In vivo release studies
SKH1E nude immunocompetent mice were used to assess the release behavior of LNHs containing labeled IgG and IL-12. Mice were subcutaneously injected in the hind flank with a 100 μL volume of either a bolus solution or a liposomal hydrogel. Each injection administered 10 μg of mouse IgG antibody and 12.5 μg of human IL-12. Isotype control IgG and human IL-12 were chosen for this study because both cargo were expected to have minimal immunoactivity, which would simplify our experimental system. Mice were imaged sequentially using a PerkinElmer IVIS instrument using automatic exposure acquisition settings. Mice were imaged immediately before injection, 30 minutes after injection, 1 hour after injection, 7 hours after injection, and then daily thereafter. Data were analyzed in the LivingImage software.

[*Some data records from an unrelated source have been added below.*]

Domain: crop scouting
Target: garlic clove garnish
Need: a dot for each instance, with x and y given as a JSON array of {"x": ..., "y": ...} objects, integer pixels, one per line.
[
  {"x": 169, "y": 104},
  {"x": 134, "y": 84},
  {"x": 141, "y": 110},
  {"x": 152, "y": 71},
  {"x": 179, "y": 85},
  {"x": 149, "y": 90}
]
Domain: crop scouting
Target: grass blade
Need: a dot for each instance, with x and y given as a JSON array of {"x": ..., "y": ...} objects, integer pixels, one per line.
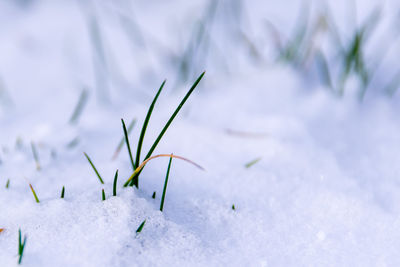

Analysis consisted of defining a region of interest over the injection site or hydrogel, and exporting the total radiant efficiency measured in that region. Data were normalized to the maximum signal recorded during the study and then plotted in PRISM. Sample was n=3 for the bolus condition and n=4 for the liposomal hydrogel condition.
Modeling
To model diffusivity of the IgG and IL-12, the hydrodynamic radius of IgG antibody and IL-12 were assumed to be 5.29 nm and 3.18 nm, respectively.54 The dynamic mesh size of the PLNP was approximated as 4.452 nm, back-calculated using our FRAP diffusivity measurements of dextran molecules of known hydrodynamic radii and utilizing the multiscale diffusion model for solute diffusion in hydrogels calculator derived in Axpe et al.55,64 Diffusivities of IgG and IL-12 were additionally calculated by the same method in standard PEG hydrogels for comparison by assuming a mesh size of 25 nm and a solid content of 10 wt%.55
Statistical methods
Statistical comparisons were made in the GraphPad PRISM statistical software using either a one-way or two-way ANOVA, depending on the nature of the dataset. For all analyses, the false discovery rate was controlled at 5% for multiple comparisons using the Benjamini, Krieger, and Yekutieli method.
Funding
This research was financially supported by the American Cancer Society (RSG-18-133-01-CDD), the Goldman Sachs Foundation (administered by the Stanford Cancer Institute, SPO# 162509), and a Bio-X Interdisciplinary Initiatives Seed Grant. S.C. is supported by the National Cancer Institute of the National Institutes of Health under Award Number F32CA247352. A.K.G. is thankful for a National Science Foundation Graduate Research Fellowship and the Gabilan Fellowship of the Stanford Graduate Fellowship in Science and Engineering.
Author contributions
S.C. developed the initial concept for the material. S.C. and A.K.G. designed all experiments and analyzed the data. S.C., A.K.G., and J.H.K. carried out all the experiments. H.L.H. assisted with design of rheological experiments and data interpretation. S.C., A.K.G., and E.A.A. interpreted the results and wrote the manuscript.
Competing Interests
S.C., A.K.G., J.H.K., and E.A.A. are on a pending patent reporting the liposomal hydrogel technology described in this article (U.S. Patent Application No. 63/177373.
Acknowledgements
The authors would like to thank the Soft Materials Facility, Animal Histology Services, and the Animal Diagnostics Lab at Stanford. We would also like to thank Professor Matthew Webber for helpful discussion of histology.